Todo el programa del miércoles 3 de febrero estuvo dedicado a reabrir el conflicto entre Anabel Pantoja y Kiko Matamoros. Esta guerra no había sido completamente resuelta, pero finalmente consiguieron una tregua. Pero antes de llegar a este acuerdo, algunos de los socialistas se atrevieron a decir de la influencer que era «Vago» Y «Desagradecido». Tanto es así, que el equipo del programa se llevó el celular de Anabel porque ella no estaba prestando atención a lo que realmente importaba, que era lo que estaba pasando en el set.

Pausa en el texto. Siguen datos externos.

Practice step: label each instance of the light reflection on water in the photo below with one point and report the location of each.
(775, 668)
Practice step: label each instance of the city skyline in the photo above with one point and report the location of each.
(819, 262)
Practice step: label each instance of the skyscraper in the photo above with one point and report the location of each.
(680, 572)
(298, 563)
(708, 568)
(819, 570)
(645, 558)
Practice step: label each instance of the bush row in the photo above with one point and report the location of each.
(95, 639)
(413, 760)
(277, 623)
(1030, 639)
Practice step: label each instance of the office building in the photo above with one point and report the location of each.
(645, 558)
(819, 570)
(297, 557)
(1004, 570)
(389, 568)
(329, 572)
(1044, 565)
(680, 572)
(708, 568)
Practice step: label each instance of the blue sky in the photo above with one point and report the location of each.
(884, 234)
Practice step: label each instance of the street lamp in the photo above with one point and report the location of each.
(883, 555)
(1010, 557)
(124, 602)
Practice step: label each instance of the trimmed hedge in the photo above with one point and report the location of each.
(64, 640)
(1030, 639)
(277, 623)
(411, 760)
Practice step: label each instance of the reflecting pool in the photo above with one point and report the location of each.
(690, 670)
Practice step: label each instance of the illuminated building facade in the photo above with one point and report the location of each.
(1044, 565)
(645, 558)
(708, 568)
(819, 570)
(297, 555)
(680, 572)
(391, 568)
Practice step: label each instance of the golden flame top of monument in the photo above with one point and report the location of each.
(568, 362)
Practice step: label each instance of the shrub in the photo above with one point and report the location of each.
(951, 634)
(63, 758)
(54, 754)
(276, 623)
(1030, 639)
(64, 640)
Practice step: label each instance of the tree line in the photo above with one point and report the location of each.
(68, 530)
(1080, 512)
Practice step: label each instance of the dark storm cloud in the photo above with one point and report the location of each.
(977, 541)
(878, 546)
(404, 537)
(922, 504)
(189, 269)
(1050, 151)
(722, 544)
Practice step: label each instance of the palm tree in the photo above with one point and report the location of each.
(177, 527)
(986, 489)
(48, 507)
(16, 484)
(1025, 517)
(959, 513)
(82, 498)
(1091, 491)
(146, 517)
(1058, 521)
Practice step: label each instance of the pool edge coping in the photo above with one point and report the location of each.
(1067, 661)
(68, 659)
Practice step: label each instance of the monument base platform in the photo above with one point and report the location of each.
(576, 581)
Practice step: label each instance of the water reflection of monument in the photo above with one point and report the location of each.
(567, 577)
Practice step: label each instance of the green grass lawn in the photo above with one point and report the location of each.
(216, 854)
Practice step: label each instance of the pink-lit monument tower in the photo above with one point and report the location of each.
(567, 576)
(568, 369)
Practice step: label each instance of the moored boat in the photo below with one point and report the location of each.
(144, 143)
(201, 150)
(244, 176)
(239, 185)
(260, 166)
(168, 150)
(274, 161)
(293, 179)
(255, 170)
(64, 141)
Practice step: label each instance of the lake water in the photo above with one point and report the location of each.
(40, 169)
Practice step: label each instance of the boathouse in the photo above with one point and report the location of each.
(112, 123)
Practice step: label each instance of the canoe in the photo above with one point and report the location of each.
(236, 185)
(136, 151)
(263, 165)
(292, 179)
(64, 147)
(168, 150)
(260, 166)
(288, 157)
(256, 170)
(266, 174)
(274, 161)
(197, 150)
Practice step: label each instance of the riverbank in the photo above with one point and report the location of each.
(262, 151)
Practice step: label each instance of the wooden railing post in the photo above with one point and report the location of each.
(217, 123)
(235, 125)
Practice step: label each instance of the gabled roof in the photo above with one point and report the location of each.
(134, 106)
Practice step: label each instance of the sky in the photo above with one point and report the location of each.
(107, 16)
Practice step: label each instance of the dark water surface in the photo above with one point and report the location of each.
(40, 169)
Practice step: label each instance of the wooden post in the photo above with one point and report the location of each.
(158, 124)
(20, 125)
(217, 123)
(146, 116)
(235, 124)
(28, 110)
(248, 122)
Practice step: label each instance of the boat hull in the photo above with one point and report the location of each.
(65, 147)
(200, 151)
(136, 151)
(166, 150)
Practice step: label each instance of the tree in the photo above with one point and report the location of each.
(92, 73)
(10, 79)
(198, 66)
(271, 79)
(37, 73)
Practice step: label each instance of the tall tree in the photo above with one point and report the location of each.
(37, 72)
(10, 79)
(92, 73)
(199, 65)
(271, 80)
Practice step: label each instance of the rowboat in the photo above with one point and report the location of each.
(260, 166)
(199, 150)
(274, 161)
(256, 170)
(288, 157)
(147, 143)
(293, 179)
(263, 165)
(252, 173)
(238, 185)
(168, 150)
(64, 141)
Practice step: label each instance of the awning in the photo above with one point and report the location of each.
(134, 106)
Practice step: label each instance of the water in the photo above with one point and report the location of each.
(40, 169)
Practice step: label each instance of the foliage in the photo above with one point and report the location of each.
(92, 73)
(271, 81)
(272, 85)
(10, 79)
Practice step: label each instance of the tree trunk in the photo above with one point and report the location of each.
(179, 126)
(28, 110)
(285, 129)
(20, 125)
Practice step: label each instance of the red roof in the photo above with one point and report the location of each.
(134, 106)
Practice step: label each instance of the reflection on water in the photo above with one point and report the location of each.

Luego de varios momentos tensos, Anabel amenazó con dejar el programa y entre lágrimas estalló frente a sus compañeros. Kiko Matamoros se empezó a poner mala hierba una vez que vio el número que se estaba produciendo en el plató y sin creer las palabras de la prima de Kiko Rivera. Entre los dos reproches e inhabilitaciones se intercambiaron dirigidos a sus familiares pero, a los pocos minutos, firmaron un acuerdo de paz y Anabel regresó al plató.

Antes de finalizar el programa, Carlota Corredera trató de tranquilizar a la colaboradora invitándola a hacer cualquier deseo que le gustaría sentirse cómodo en el programa. Una vez que llegó el jueves 4 de febrero, Kiko Matamoros se vistió de genio de la lámpara para cumplir algunos de los deseos que Anabel había pedido el día anterior. Entre sus peticiones estaba trabajar los lunes y martes seguidos, que sus compañeros dejen de hablar con ella y, además, perder 10 kilos.